Kapitän Van Toch und die Besatzung seines Kolonialschiffs entdecken in Äquatornähe im flachen Küstenwasser eine bislang unbekannte Gattung von Molchen. Ihre alle Welt überraschende Besonderheit: Es sind höchst intelligente Tierchen. Sofort beginnt der auf Gewinn erpichte Käpt’n ein Geschäft: Er liefert den Amphibien Waffen gegen Haie, die sie gefährlich beißen. Dafür bekommt er von den Wassertieren die bei ihren Beutezügen anfallenden Muscheln – wegen der kostbaren Perlen. Vor allem für die Kolonialisten ein komfortables Tauschgeschäft, das rasch üppig Reichtum bringt.

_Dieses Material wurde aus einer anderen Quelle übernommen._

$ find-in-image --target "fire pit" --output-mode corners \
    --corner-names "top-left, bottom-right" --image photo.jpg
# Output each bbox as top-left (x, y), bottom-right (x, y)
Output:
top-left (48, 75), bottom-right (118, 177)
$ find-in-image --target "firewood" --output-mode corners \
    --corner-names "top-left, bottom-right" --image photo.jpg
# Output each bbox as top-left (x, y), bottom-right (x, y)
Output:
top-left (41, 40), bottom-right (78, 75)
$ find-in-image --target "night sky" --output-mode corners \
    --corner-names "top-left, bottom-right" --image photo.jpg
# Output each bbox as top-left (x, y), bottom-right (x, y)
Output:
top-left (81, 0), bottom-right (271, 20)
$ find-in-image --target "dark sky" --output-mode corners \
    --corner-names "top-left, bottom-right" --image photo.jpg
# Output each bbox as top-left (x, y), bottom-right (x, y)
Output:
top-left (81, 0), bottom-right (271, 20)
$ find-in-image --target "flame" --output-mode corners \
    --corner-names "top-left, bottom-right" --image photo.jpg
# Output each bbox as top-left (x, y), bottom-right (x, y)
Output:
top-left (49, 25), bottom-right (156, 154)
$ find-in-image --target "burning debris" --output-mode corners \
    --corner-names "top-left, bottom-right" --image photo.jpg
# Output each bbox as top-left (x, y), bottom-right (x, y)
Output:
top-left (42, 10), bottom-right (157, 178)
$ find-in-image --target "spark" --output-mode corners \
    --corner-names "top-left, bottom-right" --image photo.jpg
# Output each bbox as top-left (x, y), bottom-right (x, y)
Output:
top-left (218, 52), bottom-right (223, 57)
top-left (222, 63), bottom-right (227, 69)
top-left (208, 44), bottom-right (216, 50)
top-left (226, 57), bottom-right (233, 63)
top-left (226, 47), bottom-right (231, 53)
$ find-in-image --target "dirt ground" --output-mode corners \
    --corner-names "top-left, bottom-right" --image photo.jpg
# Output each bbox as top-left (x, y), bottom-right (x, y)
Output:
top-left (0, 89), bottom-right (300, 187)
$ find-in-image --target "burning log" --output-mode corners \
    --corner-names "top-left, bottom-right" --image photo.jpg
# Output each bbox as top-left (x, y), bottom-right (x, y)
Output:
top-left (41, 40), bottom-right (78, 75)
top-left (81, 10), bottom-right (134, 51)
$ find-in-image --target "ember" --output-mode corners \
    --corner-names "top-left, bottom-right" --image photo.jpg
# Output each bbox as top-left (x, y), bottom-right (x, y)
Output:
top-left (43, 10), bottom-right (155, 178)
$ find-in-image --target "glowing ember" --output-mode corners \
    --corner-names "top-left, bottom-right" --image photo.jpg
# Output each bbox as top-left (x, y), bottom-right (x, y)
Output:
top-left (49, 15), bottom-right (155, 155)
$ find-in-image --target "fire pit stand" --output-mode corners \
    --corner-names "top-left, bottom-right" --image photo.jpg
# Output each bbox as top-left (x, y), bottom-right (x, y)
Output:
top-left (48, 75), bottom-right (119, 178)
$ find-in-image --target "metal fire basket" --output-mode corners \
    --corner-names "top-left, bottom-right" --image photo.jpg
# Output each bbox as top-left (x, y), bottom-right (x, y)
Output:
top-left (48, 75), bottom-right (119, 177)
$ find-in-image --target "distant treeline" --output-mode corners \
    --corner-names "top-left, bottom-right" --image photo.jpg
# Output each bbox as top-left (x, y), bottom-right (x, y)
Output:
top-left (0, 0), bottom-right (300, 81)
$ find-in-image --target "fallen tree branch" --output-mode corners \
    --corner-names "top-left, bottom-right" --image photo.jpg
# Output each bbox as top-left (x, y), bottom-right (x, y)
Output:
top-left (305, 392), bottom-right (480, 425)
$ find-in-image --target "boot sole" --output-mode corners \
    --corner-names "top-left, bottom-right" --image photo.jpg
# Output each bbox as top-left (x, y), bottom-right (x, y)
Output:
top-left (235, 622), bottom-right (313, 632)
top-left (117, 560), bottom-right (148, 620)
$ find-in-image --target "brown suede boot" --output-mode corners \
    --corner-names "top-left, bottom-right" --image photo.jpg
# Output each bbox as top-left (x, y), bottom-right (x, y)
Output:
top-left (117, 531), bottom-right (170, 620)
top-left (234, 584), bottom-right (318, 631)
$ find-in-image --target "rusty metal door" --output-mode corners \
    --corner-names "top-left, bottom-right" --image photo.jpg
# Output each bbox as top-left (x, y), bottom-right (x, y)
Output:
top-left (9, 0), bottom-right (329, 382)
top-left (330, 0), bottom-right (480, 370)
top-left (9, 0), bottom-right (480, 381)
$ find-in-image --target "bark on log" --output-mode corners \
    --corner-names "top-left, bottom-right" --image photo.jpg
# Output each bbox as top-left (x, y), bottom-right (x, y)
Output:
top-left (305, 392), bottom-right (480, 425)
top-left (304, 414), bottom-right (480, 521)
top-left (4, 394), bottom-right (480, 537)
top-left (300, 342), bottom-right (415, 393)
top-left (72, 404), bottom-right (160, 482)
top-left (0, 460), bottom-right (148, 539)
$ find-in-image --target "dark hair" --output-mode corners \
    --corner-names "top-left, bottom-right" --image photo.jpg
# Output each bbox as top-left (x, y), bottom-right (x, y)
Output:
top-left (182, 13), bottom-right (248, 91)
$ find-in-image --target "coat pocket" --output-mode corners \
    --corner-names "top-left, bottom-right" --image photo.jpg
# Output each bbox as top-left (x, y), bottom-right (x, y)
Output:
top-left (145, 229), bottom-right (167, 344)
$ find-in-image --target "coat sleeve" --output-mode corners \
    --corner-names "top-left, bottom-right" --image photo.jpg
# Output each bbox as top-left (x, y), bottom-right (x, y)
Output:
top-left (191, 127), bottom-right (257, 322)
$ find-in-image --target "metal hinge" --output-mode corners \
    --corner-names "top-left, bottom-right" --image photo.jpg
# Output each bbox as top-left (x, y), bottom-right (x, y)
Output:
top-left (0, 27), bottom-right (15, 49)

Prompt gründet Van Toch eine Handelsgesellschaft, die sich alsbald nicht mehr auf Perlenschmuck beschränkt. Inzwischen sind nämlich die gelehrigen Viecher als Dienstleister für Europäer gefragt und werden so rücksichtslos wie gewinnträchtig ausgebeutet. Sie sollen vor allem nutzbringende Landmassen vergrößern, indem sie auf Kosten der Meere Küsten aufschütten und Inseln anlegen, mithin Natur zerstören. Was dem schlauen Getier freilich nicht passt; verkleinerten sie auf diese Art doch selbst ihren wässrigen Lebensraum. Und so schwimmen sie sich gewaltsam frei von der brutalen Menschen-Diktatur – es kommt zum Krieg, zum unaufhaltsamen Aufstieg der Molche zur Weltherrschaft. Und die Menschheit säuft ab.

Karel Čapeks Roman „Der Krieg mit den Molchen“ von 1936 gilt als irrwitzige Parabel vom Aufstieg des Faschismus in Europa. Und zugleich als Warnung vor einer Moderne mit ihrem Fetisch radikale Vernunft, die einerseits einem zunehmend besseren Leben dienen, anderseits unendlich wachsenden Gewinn versprechen soll. Aber letzten Endes werkelt sie an der Menschen Untergang. So gesehen stehen nicht allein die beängstigend intelligenten Amphibien, sondern auch Van Toch nebst gesamter Menschheit für das Destruktive, das zur Auslöschung führt.

Toller Stoff aus der historischen Bibliothek. Aber auch aus der Gegenwart, die einer wohl immer schlimmer werdenden Zukunft zustrebt.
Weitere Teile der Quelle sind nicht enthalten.